Trzeba tu obowiązkowo wspomnieć o problemie odwrotnym, bo wielu kilkulatków to niejadki i jednocześnie wulkany energii, na granicy z ADHD. Kursy nauki pływania świetnie rozwiązują te problemy. Popołudniowe lub wieczorne spalanie kalorii na basenie powinno łatwo załatwić sprawę, w dłuższym okresie czasu znacznie podsycając apetyt. Jeśli dziecko nie lubi być zapędzane wcześnie spać, urządza z tego powodu awantury i domaga się cały czas uwagi, nie dając rodzicom odpocząć, to systematyczna wizyta na pływalni sprawi, że będzie zasypiać jak aniołek.

Nawiązanie nowych znajomości i zabicie nudy

Wczesną jesienią dzień radykalnie się skraca, mamy mało słońca, często leje, a rano i wieczorem doskwiera chłód. To wszystko szybko ogranicza pole do popisu dla dziecięcych zabaw na podwórku. Wtedy po szkole łatwo o nudę, a każdy smyk staje się siłą rzeczy bardziej marudny i ma tendencję do zamykania się w swoim wirtualnym świecie przed ekranem telewizora, komputera czy tabletu. Zajęcia na krytym basenie stanowią więc idealną zdrową alternatywę, a w dodatku dziecko może regularnie spędzać czas z innymi dziećmi w zbliżonym wieku. Ma szansę nawiązać nowe znajomości, które mogą przetrwać, świetnie się rozwija społecznie i uczy się samodzielności. I kto wie, może pływanie stanie się jego główną pasją?

Nauka techniki wielu stylów pływackich

Malec, który pierwsze oswajanie się z wodą ma już za sobą, pod okiem instruktora-fachowca na pewno szybko nabierze wszystkich niezbędnych umiejętności pływackich. W końcu chyba każdy z nas zna kogoś, kto boi się wody i  w szkolnych latach nie nauczył się pływać lub nie dopracował techniki pływania.

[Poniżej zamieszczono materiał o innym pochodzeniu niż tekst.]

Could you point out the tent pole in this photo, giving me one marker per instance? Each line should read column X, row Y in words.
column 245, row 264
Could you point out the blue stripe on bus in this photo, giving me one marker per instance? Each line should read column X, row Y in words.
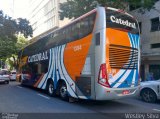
column 65, row 69
column 50, row 64
column 127, row 81
column 114, row 83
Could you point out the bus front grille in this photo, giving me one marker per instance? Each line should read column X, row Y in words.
column 122, row 57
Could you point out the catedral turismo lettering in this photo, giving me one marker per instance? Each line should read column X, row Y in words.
column 38, row 57
column 122, row 22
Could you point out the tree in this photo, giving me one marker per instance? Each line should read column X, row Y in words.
column 13, row 60
column 9, row 30
column 76, row 8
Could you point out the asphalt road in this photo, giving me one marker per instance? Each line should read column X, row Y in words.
column 17, row 99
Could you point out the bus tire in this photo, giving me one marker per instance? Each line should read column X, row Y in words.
column 50, row 88
column 63, row 91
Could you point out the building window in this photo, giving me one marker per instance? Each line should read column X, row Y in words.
column 155, row 45
column 140, row 27
column 155, row 24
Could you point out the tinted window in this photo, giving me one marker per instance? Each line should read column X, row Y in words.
column 121, row 21
column 72, row 32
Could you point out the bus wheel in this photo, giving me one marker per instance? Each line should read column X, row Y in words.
column 50, row 88
column 63, row 91
column 148, row 95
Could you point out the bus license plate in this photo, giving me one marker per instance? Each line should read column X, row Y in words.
column 125, row 92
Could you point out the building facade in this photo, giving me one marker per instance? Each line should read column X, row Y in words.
column 149, row 23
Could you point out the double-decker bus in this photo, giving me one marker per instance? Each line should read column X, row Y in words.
column 96, row 56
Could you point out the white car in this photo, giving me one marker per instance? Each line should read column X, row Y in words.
column 4, row 77
column 13, row 75
column 150, row 90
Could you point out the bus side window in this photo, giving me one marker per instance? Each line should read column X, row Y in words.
column 97, row 39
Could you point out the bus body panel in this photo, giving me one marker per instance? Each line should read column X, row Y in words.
column 78, row 62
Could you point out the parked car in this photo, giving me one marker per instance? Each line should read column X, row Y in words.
column 12, row 75
column 4, row 76
column 150, row 90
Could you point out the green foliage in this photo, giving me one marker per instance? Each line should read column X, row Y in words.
column 76, row 8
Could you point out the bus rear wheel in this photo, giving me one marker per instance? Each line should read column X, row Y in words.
column 63, row 91
column 50, row 88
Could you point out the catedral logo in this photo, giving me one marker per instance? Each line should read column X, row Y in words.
column 122, row 22
column 38, row 57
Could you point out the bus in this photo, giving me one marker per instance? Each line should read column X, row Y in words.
column 96, row 56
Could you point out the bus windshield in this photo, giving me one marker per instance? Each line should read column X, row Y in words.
column 121, row 21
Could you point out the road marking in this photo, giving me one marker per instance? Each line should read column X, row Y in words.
column 157, row 110
column 43, row 96
column 19, row 87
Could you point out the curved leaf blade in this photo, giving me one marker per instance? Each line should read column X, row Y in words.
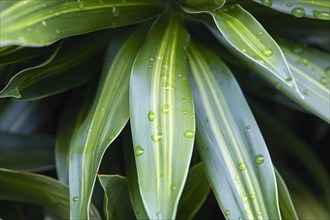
column 39, row 23
column 318, row 9
column 162, row 116
column 246, row 35
column 117, row 204
column 231, row 147
column 18, row 147
column 65, row 68
column 194, row 193
column 105, row 120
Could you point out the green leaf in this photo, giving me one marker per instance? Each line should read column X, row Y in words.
column 38, row 189
column 286, row 206
column 74, row 113
column 117, row 204
column 106, row 118
column 39, row 23
column 231, row 147
column 15, row 152
column 56, row 74
column 311, row 69
column 249, row 39
column 194, row 193
column 162, row 116
column 319, row 9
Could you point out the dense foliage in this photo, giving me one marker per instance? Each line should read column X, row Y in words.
column 134, row 109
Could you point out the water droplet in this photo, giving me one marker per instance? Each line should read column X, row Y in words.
column 304, row 61
column 156, row 137
column 151, row 116
column 322, row 15
column 289, row 79
column 298, row 12
column 267, row 3
column 241, row 166
column 189, row 134
column 81, row 4
column 115, row 12
column 323, row 80
column 168, row 85
column 327, row 71
column 165, row 109
column 267, row 52
column 138, row 151
column 164, row 76
column 260, row 33
column 172, row 187
column 259, row 159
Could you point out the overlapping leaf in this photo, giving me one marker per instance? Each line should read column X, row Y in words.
column 244, row 33
column 64, row 69
column 105, row 120
column 117, row 204
column 232, row 149
column 318, row 9
column 162, row 116
column 39, row 23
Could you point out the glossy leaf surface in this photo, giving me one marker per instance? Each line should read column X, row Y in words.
column 39, row 23
column 162, row 116
column 231, row 147
column 318, row 9
column 105, row 120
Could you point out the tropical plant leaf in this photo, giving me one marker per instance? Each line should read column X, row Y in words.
column 162, row 116
column 319, row 9
column 38, row 189
column 117, row 204
column 311, row 69
column 39, row 23
column 73, row 116
column 194, row 193
column 35, row 188
column 286, row 206
column 18, row 147
column 248, row 38
column 106, row 118
column 55, row 74
column 231, row 147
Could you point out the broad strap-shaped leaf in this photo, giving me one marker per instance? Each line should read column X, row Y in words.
column 35, row 188
column 311, row 69
column 65, row 68
column 26, row 152
column 194, row 193
column 39, row 23
column 286, row 206
column 38, row 189
column 105, row 120
column 318, row 9
column 246, row 35
column 162, row 116
column 231, row 147
column 73, row 116
column 117, row 204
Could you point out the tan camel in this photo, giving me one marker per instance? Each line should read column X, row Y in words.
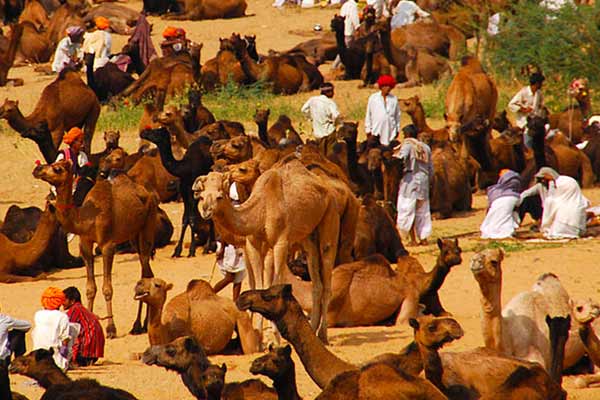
column 188, row 313
column 113, row 212
column 393, row 292
column 287, row 206
column 63, row 104
column 16, row 258
column 338, row 379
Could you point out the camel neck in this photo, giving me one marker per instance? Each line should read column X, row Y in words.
column 319, row 362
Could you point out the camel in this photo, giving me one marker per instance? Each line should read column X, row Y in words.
column 39, row 365
column 210, row 9
column 185, row 313
column 64, row 103
column 271, row 206
column 523, row 327
column 278, row 365
column 399, row 292
column 336, row 377
column 196, row 162
column 112, row 212
column 17, row 259
column 204, row 380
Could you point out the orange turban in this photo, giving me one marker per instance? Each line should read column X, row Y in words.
column 170, row 32
column 73, row 134
column 53, row 298
column 102, row 23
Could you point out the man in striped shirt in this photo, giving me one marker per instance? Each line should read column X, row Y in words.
column 89, row 345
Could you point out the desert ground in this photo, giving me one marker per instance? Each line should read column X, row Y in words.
column 573, row 262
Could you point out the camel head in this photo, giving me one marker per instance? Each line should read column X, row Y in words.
column 584, row 311
column 210, row 191
column 179, row 355
column 276, row 363
column 57, row 174
column 152, row 291
column 450, row 252
column 486, row 266
column 434, row 332
column 272, row 303
column 111, row 139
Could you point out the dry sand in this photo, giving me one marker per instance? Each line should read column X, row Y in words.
column 574, row 263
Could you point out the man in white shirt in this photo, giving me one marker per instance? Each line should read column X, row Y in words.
column 528, row 101
column 351, row 22
column 324, row 113
column 406, row 12
column 382, row 119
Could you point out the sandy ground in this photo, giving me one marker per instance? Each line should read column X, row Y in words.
column 575, row 262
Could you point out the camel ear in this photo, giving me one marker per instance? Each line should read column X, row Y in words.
column 413, row 323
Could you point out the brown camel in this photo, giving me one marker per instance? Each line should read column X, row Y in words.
column 276, row 216
column 65, row 103
column 185, row 313
column 337, row 378
column 112, row 212
column 40, row 366
column 399, row 292
column 16, row 259
column 204, row 380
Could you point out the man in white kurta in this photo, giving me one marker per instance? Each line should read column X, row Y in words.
column 414, row 214
column 382, row 118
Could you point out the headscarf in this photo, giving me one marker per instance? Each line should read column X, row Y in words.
column 102, row 23
column 53, row 298
column 73, row 134
column 509, row 184
column 386, row 80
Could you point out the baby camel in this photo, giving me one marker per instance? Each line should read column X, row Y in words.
column 113, row 212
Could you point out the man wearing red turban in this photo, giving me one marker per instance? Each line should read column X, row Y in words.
column 382, row 118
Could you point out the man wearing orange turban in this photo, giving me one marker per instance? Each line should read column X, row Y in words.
column 52, row 329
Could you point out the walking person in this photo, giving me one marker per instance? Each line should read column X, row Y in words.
column 324, row 114
column 382, row 119
column 414, row 215
column 88, row 347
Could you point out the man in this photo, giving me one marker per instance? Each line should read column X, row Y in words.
column 351, row 22
column 382, row 119
column 414, row 216
column 529, row 100
column 68, row 49
column 324, row 113
column 405, row 13
column 89, row 345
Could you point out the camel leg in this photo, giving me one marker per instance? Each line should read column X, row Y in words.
column 108, row 255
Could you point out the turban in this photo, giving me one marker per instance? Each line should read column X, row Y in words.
column 102, row 23
column 73, row 134
column 170, row 32
column 74, row 30
column 53, row 298
column 386, row 80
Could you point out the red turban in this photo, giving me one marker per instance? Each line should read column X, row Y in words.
column 386, row 80
column 73, row 134
column 53, row 298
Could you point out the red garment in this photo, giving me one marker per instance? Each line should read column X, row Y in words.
column 90, row 342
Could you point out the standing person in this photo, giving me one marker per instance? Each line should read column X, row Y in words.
column 382, row 119
column 564, row 215
column 414, row 215
column 99, row 43
column 88, row 347
column 529, row 100
column 501, row 219
column 231, row 259
column 68, row 50
column 51, row 329
column 351, row 22
column 324, row 114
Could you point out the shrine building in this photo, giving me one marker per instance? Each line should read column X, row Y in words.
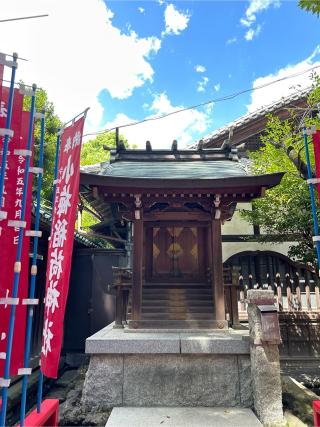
column 169, row 206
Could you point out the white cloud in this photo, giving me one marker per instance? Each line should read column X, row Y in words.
column 185, row 126
column 232, row 40
column 255, row 7
column 76, row 52
column 275, row 92
column 200, row 68
column 175, row 20
column 251, row 33
column 202, row 84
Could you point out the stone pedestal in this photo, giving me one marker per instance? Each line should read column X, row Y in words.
column 168, row 369
column 265, row 364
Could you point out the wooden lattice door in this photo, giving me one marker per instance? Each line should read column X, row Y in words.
column 178, row 253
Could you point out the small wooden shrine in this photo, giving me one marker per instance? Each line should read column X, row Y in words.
column 172, row 204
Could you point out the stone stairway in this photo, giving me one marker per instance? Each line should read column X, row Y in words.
column 180, row 305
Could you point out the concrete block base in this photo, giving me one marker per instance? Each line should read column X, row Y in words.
column 183, row 417
column 168, row 369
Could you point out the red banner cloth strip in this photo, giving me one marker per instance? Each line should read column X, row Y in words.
column 60, row 247
column 1, row 78
column 316, row 148
column 14, row 183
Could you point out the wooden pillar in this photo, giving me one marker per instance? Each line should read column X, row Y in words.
column 217, row 270
column 137, row 267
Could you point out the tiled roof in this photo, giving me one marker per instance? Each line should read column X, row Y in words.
column 261, row 112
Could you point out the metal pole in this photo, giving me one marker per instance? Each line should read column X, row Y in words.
column 33, row 275
column 17, row 266
column 55, row 181
column 312, row 198
column 8, row 123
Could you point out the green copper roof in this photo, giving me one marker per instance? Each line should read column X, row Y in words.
column 172, row 170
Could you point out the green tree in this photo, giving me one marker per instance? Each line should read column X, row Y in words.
column 312, row 6
column 52, row 124
column 93, row 151
column 284, row 214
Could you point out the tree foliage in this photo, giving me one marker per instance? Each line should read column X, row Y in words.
column 312, row 6
column 52, row 124
column 284, row 214
column 93, row 151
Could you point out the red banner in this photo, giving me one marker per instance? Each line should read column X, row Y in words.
column 1, row 77
column 60, row 247
column 316, row 148
column 12, row 204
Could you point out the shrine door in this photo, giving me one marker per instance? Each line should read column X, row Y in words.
column 176, row 253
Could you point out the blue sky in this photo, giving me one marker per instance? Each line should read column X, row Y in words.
column 138, row 59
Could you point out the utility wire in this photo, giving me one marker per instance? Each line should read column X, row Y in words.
column 23, row 17
column 225, row 98
column 11, row 56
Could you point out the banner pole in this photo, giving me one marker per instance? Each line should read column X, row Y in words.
column 33, row 273
column 312, row 199
column 55, row 181
column 17, row 265
column 8, row 123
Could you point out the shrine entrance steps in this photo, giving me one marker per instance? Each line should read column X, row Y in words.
column 183, row 417
column 176, row 305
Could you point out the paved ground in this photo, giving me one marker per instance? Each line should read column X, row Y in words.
column 182, row 417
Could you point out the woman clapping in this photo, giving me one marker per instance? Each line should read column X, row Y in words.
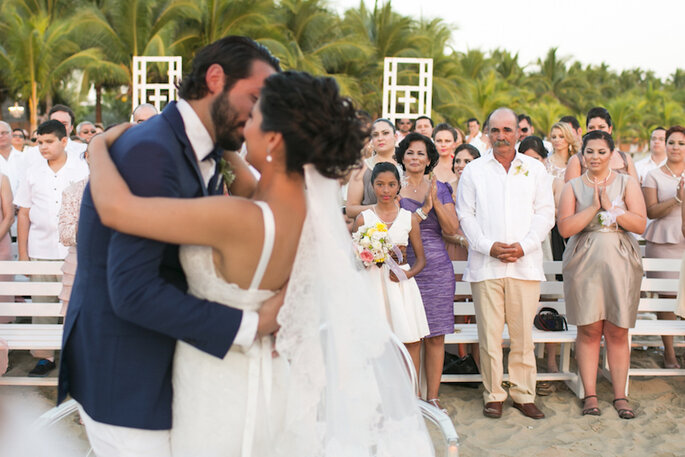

Często nigdy tego nie nadrobił. W efekcie jako dorosły człowiek na wakacjach dalej nie ma odwagi wejść do wody głębiej niż po pas i traci mnóstwo zabawy, a także daje nieodpowiedni przykład dzieciom związany z lękiem do wody.              

Na profesjonalnym kursie twoje dziecko nauczy się pływać nie tylko najprostszymi stylami – grzbietem lub  żabką, ale też znacznie trudniejszymi i widowiskowymi, czyli kraulem  czy delfinem. Dzięki temu nabierze pewności siebie i będzie mogło zadbać samodzielnie o swoje bezpieczeństwo nad wodą.